Além disso, Rodrigues reforça que trabalhadores que conseguem desconectar-se do ambiente de trabalho têm mais oportunidades de vivenciar experiências variadas, o que contribui para a criatividade: "A questão não é só o fato do tempo, mas a qualidade desse tempo de descanso. Por exemplo, trabalha de segunda a sexta, mas sábado, domingo, você está no celular respondendo coisas de trabalho, então, você não está descansando". "O tempo livre não é tempo morto para a economia [...] Vamos aos restaurantes, aos hotéis, à cultura, aos teatros, cinema, e portanto há muitas indústrias que [se] beneficiariam diretamente de mais tempo livre", complementa.

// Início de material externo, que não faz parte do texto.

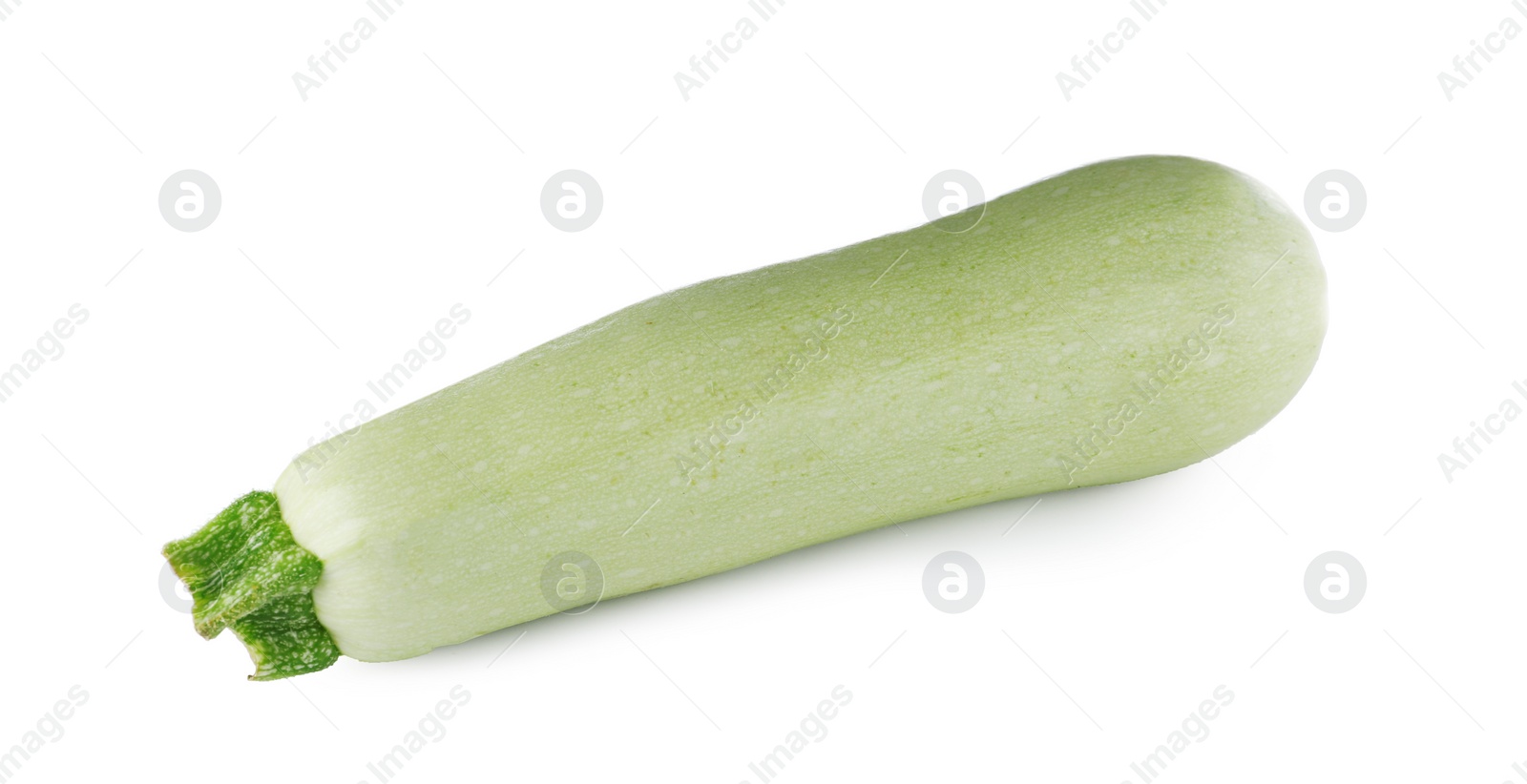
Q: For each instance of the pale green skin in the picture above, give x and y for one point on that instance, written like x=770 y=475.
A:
x=962 y=377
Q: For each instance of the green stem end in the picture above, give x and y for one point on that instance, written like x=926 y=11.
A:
x=246 y=572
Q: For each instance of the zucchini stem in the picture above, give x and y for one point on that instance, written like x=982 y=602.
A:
x=246 y=572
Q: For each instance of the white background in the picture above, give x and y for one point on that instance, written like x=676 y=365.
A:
x=353 y=220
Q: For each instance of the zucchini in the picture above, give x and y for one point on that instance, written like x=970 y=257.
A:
x=1114 y=322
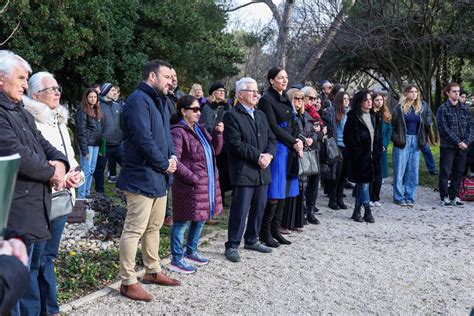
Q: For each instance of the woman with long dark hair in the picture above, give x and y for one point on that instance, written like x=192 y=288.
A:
x=281 y=117
x=88 y=134
x=363 y=148
x=382 y=113
x=196 y=192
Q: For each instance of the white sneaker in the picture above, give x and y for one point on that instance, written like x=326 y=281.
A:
x=457 y=202
x=445 y=202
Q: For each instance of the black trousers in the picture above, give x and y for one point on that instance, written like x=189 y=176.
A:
x=452 y=163
x=115 y=152
x=336 y=186
x=249 y=201
x=311 y=191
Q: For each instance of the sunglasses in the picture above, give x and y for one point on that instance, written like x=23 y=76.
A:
x=194 y=109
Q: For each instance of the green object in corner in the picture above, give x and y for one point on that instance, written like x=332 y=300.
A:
x=8 y=169
x=102 y=147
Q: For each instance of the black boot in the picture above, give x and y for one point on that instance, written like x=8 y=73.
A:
x=332 y=204
x=341 y=204
x=356 y=214
x=368 y=215
x=276 y=223
x=310 y=216
x=265 y=235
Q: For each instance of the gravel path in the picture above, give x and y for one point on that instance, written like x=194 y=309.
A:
x=411 y=261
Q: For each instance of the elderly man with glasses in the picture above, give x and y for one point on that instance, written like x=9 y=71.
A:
x=41 y=165
x=250 y=145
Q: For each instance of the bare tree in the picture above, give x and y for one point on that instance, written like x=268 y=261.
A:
x=3 y=10
x=283 y=20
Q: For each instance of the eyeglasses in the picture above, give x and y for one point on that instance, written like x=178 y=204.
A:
x=52 y=90
x=251 y=91
x=194 y=109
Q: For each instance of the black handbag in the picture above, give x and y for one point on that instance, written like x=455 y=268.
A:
x=309 y=164
x=293 y=164
x=61 y=204
x=333 y=153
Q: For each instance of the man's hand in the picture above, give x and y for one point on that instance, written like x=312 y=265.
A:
x=73 y=178
x=172 y=166
x=264 y=160
x=298 y=146
x=14 y=247
x=220 y=127
x=57 y=180
x=462 y=145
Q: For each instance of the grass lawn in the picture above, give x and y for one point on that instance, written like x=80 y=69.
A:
x=426 y=179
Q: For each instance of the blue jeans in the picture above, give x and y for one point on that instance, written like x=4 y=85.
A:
x=406 y=165
x=429 y=160
x=42 y=295
x=116 y=152
x=88 y=167
x=30 y=303
x=177 y=237
x=362 y=194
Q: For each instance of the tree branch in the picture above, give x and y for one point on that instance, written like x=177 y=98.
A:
x=5 y=7
x=13 y=32
x=244 y=5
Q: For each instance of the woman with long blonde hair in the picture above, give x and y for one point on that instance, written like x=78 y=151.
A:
x=408 y=136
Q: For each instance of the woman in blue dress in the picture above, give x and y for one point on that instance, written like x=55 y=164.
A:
x=281 y=118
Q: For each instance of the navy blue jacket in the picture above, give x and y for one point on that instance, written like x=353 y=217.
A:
x=147 y=144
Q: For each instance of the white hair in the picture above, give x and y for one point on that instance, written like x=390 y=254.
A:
x=35 y=83
x=308 y=89
x=242 y=83
x=10 y=60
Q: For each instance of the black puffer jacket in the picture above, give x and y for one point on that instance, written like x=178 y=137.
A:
x=112 y=125
x=364 y=158
x=88 y=131
x=31 y=203
x=399 y=128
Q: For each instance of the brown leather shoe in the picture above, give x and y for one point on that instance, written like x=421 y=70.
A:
x=160 y=279
x=168 y=221
x=135 y=292
x=212 y=222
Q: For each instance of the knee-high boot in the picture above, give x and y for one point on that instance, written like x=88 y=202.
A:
x=265 y=234
x=276 y=223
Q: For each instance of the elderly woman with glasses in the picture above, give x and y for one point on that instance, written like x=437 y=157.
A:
x=196 y=191
x=51 y=119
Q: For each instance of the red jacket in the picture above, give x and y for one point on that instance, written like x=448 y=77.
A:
x=190 y=185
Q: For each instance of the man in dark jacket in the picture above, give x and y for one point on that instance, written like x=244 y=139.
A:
x=148 y=164
x=41 y=164
x=250 y=145
x=455 y=133
x=111 y=131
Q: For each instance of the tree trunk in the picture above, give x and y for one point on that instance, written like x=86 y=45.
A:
x=321 y=47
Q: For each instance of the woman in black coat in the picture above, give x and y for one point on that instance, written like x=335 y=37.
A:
x=281 y=117
x=362 y=137
x=88 y=133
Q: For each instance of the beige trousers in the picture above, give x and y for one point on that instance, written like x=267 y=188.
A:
x=144 y=219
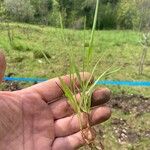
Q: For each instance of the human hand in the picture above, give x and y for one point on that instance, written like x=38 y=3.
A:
x=40 y=118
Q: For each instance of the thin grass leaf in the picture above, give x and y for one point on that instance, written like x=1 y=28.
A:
x=71 y=99
x=90 y=50
x=46 y=58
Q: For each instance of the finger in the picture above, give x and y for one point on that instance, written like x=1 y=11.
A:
x=50 y=90
x=70 y=125
x=61 y=108
x=71 y=142
x=2 y=66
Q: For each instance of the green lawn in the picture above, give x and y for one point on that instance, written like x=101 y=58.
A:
x=117 y=48
x=120 y=48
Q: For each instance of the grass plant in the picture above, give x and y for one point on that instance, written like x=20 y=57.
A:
x=86 y=90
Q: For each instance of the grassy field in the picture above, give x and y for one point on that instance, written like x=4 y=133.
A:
x=117 y=48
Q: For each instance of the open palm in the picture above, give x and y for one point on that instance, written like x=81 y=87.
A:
x=39 y=117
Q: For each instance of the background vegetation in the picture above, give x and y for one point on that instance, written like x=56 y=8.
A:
x=28 y=27
x=113 y=14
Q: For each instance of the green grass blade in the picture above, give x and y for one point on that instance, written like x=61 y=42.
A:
x=90 y=49
x=68 y=93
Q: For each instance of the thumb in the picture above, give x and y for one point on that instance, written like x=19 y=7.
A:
x=2 y=66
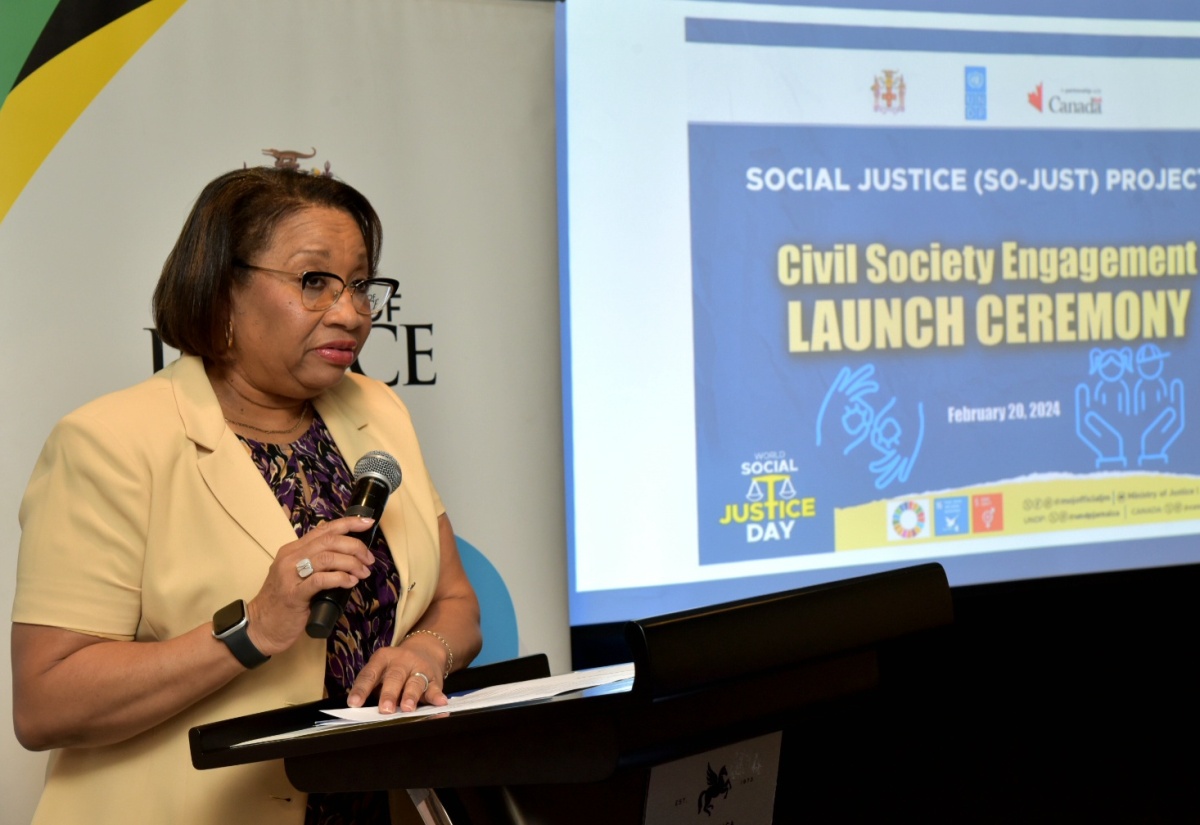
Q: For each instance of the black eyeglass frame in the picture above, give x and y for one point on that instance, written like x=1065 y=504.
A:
x=355 y=287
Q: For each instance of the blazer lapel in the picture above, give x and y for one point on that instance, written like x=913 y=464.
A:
x=223 y=463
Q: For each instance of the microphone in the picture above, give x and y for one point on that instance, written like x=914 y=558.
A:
x=376 y=476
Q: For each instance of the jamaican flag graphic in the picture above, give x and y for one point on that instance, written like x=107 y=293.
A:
x=55 y=55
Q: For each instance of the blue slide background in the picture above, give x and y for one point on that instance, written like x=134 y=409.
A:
x=753 y=396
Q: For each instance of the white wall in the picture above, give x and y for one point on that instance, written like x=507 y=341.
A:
x=443 y=113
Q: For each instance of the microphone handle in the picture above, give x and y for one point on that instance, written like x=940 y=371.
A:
x=328 y=604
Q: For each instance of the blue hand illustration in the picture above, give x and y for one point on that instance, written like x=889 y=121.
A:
x=1096 y=432
x=1167 y=426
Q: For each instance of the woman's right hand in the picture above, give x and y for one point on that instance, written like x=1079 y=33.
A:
x=280 y=612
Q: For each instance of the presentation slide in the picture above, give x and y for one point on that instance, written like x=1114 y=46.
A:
x=846 y=289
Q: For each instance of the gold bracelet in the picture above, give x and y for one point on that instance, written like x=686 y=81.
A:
x=443 y=640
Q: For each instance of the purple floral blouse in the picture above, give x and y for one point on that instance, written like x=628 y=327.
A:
x=313 y=485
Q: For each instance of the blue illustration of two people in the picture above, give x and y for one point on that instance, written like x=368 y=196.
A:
x=865 y=420
x=1111 y=416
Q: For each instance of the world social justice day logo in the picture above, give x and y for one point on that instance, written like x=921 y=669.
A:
x=772 y=505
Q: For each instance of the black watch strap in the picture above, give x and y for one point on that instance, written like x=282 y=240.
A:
x=231 y=628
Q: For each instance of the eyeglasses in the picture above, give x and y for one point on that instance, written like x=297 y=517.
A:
x=321 y=290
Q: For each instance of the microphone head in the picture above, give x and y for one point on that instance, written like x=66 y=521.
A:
x=379 y=465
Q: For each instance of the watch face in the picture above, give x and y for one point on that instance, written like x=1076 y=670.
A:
x=228 y=618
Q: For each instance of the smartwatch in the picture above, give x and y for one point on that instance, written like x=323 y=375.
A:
x=229 y=625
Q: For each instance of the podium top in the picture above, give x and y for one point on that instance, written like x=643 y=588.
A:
x=789 y=650
x=726 y=643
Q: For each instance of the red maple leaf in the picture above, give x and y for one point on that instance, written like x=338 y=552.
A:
x=1036 y=98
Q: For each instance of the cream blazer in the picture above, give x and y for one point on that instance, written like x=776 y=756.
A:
x=143 y=516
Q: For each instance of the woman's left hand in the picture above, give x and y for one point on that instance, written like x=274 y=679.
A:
x=397 y=673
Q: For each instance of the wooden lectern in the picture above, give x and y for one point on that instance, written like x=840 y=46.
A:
x=705 y=678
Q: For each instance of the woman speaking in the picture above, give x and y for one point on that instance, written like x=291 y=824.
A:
x=174 y=534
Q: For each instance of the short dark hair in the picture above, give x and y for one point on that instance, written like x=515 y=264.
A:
x=234 y=218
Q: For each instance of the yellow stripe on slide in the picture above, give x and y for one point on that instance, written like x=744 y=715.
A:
x=41 y=108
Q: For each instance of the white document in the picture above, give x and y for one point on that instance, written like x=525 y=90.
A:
x=487 y=697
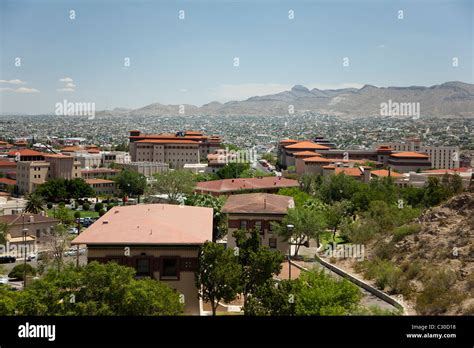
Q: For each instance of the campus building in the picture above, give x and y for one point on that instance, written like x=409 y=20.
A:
x=441 y=157
x=30 y=174
x=269 y=184
x=258 y=211
x=160 y=243
x=174 y=149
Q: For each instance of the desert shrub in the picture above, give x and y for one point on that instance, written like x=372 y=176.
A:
x=18 y=271
x=400 y=232
x=438 y=294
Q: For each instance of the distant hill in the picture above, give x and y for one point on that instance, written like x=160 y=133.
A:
x=450 y=99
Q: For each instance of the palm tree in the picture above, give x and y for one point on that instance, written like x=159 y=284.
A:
x=34 y=203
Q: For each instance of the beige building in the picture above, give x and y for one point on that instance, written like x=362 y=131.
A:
x=156 y=241
x=30 y=174
x=175 y=149
x=103 y=187
x=38 y=226
x=257 y=210
x=441 y=157
x=145 y=168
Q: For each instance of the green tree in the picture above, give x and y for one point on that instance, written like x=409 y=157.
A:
x=97 y=289
x=175 y=184
x=259 y=264
x=218 y=274
x=307 y=224
x=336 y=214
x=78 y=188
x=53 y=190
x=318 y=293
x=131 y=183
x=19 y=270
x=232 y=170
x=34 y=203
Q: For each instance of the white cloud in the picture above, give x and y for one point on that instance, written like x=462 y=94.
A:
x=246 y=90
x=13 y=82
x=22 y=90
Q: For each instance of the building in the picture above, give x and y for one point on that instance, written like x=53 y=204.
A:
x=404 y=162
x=441 y=157
x=26 y=155
x=7 y=167
x=160 y=243
x=269 y=184
x=145 y=168
x=30 y=174
x=173 y=149
x=258 y=211
x=103 y=187
x=99 y=173
x=38 y=225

Resistência ainda é generalizada

Apesar das pesquisas já realizadas, os pesquisadores explicam que, mesmo em países nos quais os testes alcançaram alto número de empresas e colaboradores, existe uma tendência natural à mudança que vem do próprio setor da economia. 

"Há a visão de que, se baixarmos [o tempo de serviço], se trabalharmos menos, a economia vai cair, o PIB vai baixar [...] Depois há uma certa visão um pouco moralista, um pouco filosófica, [de] que o nosso valor vem do trabalho, temos de estar a trabalhar [...] quando não estamos a trabalhar, estamos preguiçosos, não contribuímos [com a sociedade]", explica Pedro Gomes. 

Gabriela Brasil argumenta que a falta de aprofundamento no debate, que apresente dados e testes já realizados, pode criar um cenário que facilite a disseminação de mitos. Um exemplo seria como, nas últimas audiências públicas para debater a diminuição da escala 6x1, deputados críticos à PEC defendiam, sem embasamento, que, caso a PEC fosse aprovada, as empresas teriam mais gastos em contratações, cujos custos recairiam sobre os próprios trabalhadores.

"Quando os empresários e os empregadores entendem que a redução da jornada, por exemplo, pode diminuir o absenteísmo, aumentar a produtividade, melhorar a rentabilidade, atrair talentos, aí a gente começa a sair do campo das opiniões vagas e do senso comum e entra no terreno das possibilidades reais", alerta.